By default when this service is started, it will clean its schema in the database before migrating
it. This is meant for use during the normal development cycle. For production data, this obviously
is not desired as it would remove all of the production data. To change the default clean & migrate
behavior to just be a migrate behavior (which is still desired for production use), we use a Spring
Profile named production
. To use this profile, it must be marked as Active. The easiest way to
do so is to add to the .env file:
spring_profiles_active=production
This will set the similarly named environment variable and limit the profile in use. The expected use-case for this is when this service is deployed through the Reference Distribution.
Environment variables common to all services are listed here: https://github.com/OpenLMIS/openlmis-template-service/blob/master/README.md#environment-variables
Services use JaVers to log changes made throughout the system. The audits logs for individual resources should be exposed via endpoints which look as follows:
/api/someResources/{id}/auditLog
Just as with other paginated endpoints, these requests may be filtered via page and size
query paramaters: /api/someResources?page=0&size=10
The returned log may additionally be filtered by author and changedPropertyName query paramaters. The later specifies that only changes made by a given user should be returned, whereas the later dictates that only changes related to the named property should be shown.
Each /api/someResources/{id}/auditLog
endpoint should return a 404 error if and only if the specified {id} does not exist.
In cases where the resource id exists but lacks an associated audit log, an empty array representing the empty audit should be returned.

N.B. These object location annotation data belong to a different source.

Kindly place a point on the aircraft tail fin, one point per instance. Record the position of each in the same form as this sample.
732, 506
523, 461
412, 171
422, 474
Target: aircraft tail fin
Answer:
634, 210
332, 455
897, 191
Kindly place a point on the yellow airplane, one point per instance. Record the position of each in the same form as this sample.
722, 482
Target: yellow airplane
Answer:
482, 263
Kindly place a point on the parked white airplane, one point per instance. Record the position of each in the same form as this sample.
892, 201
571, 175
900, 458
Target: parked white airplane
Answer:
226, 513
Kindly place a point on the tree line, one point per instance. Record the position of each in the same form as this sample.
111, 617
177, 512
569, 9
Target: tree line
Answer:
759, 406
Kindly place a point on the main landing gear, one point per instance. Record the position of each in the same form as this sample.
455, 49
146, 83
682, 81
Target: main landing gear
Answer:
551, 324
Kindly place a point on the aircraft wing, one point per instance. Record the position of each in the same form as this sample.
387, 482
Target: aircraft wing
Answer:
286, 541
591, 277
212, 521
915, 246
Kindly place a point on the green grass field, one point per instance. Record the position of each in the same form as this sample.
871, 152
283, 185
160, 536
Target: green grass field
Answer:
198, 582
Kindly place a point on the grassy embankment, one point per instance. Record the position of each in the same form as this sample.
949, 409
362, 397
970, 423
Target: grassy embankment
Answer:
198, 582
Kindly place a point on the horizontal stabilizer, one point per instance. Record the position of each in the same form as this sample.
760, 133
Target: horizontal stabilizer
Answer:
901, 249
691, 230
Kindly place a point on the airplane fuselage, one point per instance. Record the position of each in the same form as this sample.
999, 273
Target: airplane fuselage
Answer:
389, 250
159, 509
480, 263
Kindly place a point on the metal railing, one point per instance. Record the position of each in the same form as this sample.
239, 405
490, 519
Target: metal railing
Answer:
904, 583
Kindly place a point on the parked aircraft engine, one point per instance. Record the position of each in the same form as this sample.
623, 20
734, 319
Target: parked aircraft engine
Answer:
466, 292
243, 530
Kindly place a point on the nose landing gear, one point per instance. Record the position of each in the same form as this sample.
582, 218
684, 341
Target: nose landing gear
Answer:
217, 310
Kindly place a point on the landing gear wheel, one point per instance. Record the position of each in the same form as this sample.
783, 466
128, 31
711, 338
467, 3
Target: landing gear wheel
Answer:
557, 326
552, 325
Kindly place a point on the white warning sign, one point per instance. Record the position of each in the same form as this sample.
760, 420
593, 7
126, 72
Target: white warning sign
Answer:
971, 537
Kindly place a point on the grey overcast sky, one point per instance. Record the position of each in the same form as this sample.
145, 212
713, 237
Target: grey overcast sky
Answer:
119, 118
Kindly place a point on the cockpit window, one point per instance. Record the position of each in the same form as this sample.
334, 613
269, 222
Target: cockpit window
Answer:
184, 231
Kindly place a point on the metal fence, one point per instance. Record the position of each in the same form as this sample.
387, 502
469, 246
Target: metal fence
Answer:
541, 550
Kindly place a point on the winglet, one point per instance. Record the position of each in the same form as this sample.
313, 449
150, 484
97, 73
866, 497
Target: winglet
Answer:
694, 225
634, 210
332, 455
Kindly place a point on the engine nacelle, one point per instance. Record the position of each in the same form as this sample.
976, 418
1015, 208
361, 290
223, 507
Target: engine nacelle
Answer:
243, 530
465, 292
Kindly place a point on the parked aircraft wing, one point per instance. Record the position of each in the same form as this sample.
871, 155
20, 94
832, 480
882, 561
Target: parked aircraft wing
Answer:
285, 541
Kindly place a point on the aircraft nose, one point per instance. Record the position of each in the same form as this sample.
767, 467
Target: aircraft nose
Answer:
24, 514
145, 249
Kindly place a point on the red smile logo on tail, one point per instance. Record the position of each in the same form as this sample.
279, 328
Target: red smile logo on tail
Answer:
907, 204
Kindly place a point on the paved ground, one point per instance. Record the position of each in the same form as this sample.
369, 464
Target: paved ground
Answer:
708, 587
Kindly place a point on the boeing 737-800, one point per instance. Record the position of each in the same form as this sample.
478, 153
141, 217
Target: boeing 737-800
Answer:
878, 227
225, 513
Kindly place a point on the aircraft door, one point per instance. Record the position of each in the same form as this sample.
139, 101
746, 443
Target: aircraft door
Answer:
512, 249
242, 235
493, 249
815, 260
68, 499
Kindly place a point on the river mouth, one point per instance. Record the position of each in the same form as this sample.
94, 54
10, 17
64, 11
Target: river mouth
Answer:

Within production services, the response bodies returned by these endpoints should correspond to the JSON schema defined by auditLogEntryArray within /resources/api-definition.yaml. It is recognized and accepted that this differs from the schema intended for use by other collections throughout the system. Specifically, whereas other collections which support paginated requests are expected to return pagination-related metadata (eg: "totalElements," "totalPages") within their response bodies, the responses proffered by /auditLog endpoints do not retur pagination related data.